CDVAE VC

Official TensorFlow implementation of CDVAE-VC for reproducing the results in various papers.
This repository uses the the Voice Conversion Challenge 2018 (VCC 2018) dataset.
This repository provides the following models to reproduce the results for our TETCI paper:
- VAE with FCN structure
- CDVAE with FCN structure (please refer to our Interspeech 2019 paper.)
- CDVAE-CLS-GAN with FCN structure (refer to our TETCI journal paper; will release when accepted.)

Requirements

The following requirement is not a minimum set but should cover packages needed to run everything.

tensorflow-gpu 1.4
h5py
scipy
sprocket-vc
librosa

Basic Usage

Architectures & Hyperparameters

The model architectures and hyperparameters of the models are stored in the JSON format. Paths to feature, configuration and statistics files are also in the architecture files. They are in the architectures directory and names as architecture-{model}.json. Feel free to modify them for your own purposes.

Downloading the dataset

First we download the VCC2018 dataset. It will be saved in data/vcc2018/wav/.

cd data
sh download.sh
cd ..

preprocessing

Then, we perform feature extraction and calculate statistics including:

min/max, mean/std of spectral features
mean/std of f0
global variances of spectral features

The extracted features will be stored in binary format for fast TensorFlow data loading, and the statistics will be stored in h5 format. You can decide where to store these files. We provide a default execution script as follows:

python preprocessing/vcc2018/feature_extract.py \
  --waveforms data/vcc2018/wav/ \
  --bindir data/vcc2018/bin/ \
  --confdir data/vcc2018/conf
python preprocessing/vcc2018/calc_stats.py \
  --bindir data/vcc2018/bin/VAD/ \
  --stats data/vcc2018/stats/stats.h5 \
  --spklist data/vcc2018/conf/spk.list

Training

Now we are ready to train a model.

CUDA_VISIBLE_DEVICES={GPU-index} python train.py \
  --architecture architectures/architecture-{model}.json \
  --note {note-to-dsitinguish-different-runs}

It is adviced to specify CUDA_VISIBLE_DEVICES since TensorFlow tends to occupy all available GPUs. After a training run starts, a directory will be created in logdir/{training-timestamp}-{note}. It is suggested to use the --note argument to distinguish different training runs. Each training directory contains a copy of the architecture file, a training log file and the saved model weight files.

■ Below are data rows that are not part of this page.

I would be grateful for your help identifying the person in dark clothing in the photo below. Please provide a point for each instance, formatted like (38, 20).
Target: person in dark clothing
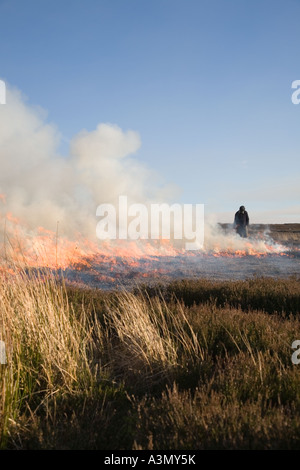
(241, 222)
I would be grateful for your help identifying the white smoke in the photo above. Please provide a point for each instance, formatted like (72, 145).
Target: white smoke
(42, 188)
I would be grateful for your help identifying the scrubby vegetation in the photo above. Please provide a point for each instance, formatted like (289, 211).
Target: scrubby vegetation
(189, 365)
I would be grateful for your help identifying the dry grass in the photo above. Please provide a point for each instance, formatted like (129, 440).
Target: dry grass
(134, 370)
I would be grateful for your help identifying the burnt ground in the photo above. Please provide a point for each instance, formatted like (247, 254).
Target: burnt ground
(285, 234)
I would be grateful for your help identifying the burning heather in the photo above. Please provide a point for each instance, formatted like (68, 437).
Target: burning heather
(268, 251)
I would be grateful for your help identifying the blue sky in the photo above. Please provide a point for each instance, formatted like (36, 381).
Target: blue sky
(205, 83)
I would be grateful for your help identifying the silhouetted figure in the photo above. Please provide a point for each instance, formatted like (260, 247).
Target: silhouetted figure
(241, 222)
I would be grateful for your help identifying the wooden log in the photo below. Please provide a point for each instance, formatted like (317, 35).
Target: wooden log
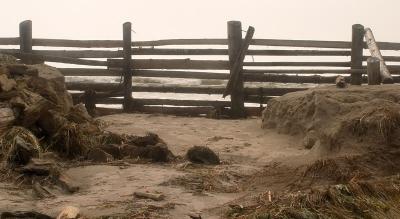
(180, 89)
(386, 58)
(271, 91)
(72, 53)
(257, 99)
(183, 111)
(109, 100)
(281, 78)
(181, 74)
(98, 87)
(357, 52)
(375, 52)
(169, 42)
(299, 52)
(127, 38)
(78, 43)
(320, 64)
(174, 102)
(153, 51)
(25, 40)
(59, 59)
(237, 52)
(304, 71)
(302, 43)
(89, 72)
(144, 73)
(172, 64)
(115, 89)
(374, 77)
(9, 41)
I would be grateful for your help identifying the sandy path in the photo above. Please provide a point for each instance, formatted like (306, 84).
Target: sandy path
(243, 146)
(241, 141)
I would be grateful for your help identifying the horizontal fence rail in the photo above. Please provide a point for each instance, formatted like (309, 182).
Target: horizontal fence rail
(130, 60)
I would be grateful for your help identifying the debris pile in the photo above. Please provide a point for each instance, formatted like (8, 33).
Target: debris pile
(37, 115)
(332, 118)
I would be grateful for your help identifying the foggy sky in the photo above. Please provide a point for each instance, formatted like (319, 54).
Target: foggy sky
(161, 19)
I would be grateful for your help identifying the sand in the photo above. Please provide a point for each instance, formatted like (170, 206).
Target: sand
(108, 189)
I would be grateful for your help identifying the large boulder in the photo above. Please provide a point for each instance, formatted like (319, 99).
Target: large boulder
(332, 117)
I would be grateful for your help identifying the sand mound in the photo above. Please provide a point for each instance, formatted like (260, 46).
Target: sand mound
(332, 118)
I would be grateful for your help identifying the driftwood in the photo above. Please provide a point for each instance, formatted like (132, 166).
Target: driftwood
(7, 118)
(375, 52)
(238, 65)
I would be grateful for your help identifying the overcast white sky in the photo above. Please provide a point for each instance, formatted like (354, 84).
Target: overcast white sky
(160, 19)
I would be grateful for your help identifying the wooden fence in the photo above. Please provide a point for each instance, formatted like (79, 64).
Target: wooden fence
(114, 58)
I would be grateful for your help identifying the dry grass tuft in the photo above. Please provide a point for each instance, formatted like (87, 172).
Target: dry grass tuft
(8, 141)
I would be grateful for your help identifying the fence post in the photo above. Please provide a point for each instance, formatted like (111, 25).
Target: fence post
(127, 49)
(373, 69)
(357, 46)
(234, 45)
(25, 39)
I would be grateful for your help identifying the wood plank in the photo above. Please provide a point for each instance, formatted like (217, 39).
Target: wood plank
(304, 71)
(73, 53)
(169, 42)
(9, 41)
(299, 52)
(156, 51)
(299, 64)
(172, 64)
(89, 72)
(375, 52)
(302, 43)
(77, 43)
(235, 78)
(59, 59)
(181, 74)
(114, 87)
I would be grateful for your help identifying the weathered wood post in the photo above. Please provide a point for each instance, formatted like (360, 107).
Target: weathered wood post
(127, 49)
(25, 39)
(234, 46)
(357, 45)
(386, 77)
(374, 71)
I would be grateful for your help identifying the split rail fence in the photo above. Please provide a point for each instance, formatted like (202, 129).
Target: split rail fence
(115, 58)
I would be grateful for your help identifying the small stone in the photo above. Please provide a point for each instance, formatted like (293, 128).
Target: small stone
(310, 139)
(69, 212)
(100, 156)
(202, 155)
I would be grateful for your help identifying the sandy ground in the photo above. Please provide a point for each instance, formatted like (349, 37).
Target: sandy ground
(108, 189)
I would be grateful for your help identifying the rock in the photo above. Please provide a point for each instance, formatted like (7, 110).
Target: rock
(67, 183)
(6, 84)
(41, 192)
(39, 167)
(22, 152)
(202, 155)
(7, 118)
(340, 82)
(31, 106)
(158, 153)
(50, 83)
(24, 214)
(98, 155)
(7, 59)
(310, 139)
(79, 114)
(113, 149)
(69, 212)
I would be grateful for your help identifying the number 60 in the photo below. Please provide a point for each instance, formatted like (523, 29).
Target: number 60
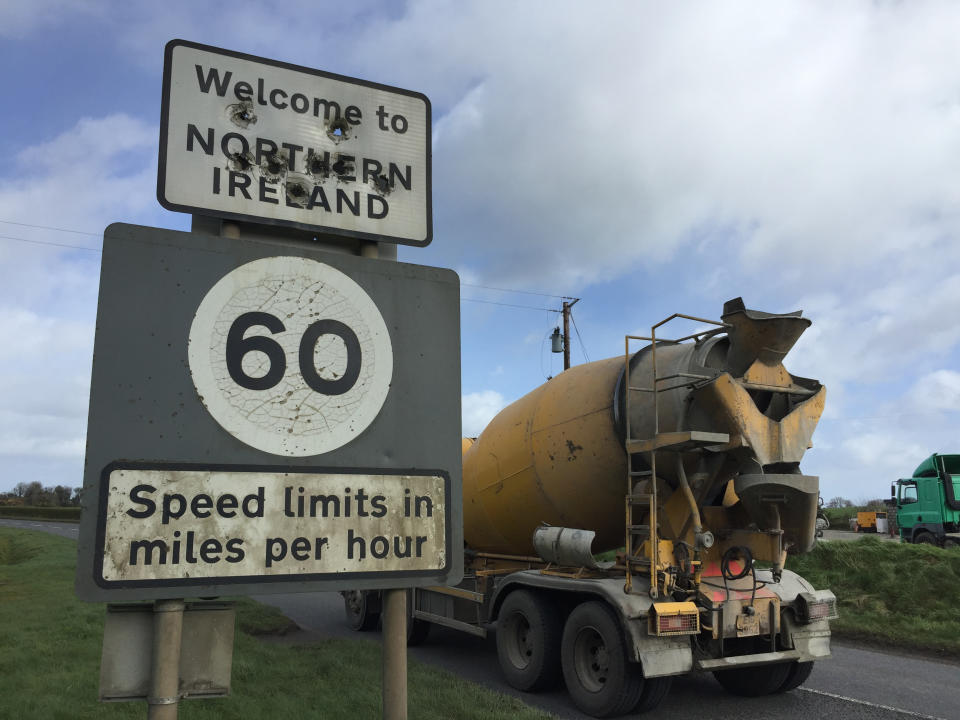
(238, 346)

Conversion, Synthesizing and MCD calculation

After we train a model, we can perform conversion of spectral features, synthesize waveforms from the converted feautures and calculate the mel-cepstrum distortion (MCD) of the converted features using the trained model.

CUDA_VISIBLE_DEVICES={GPU-index} python convert.py \
  --logdir logdir/{training-timestamp}-{note}/ \
  --src {src} --trg {trg} \
  --input_feat {sp or mcc} --output_feat {sp or mcc} \
  --mcd --syn

Any of the two speakers in data/vcc2018/conf/spk.list can form a conversion pair. You can also use the same speaker as source and target to perform autoencoding (reconstruction). Note that only sp and mcc are available for the VAE and CDVAE-CLS-GAN models, respectively.

A directory will be created for each conversion run in logdir/{training-timestamp}-{note}/{testing-timestamp}-{src}-{trg}. A experiment log file, the latent code files, the converted feature files and converted waveforms can be found in it.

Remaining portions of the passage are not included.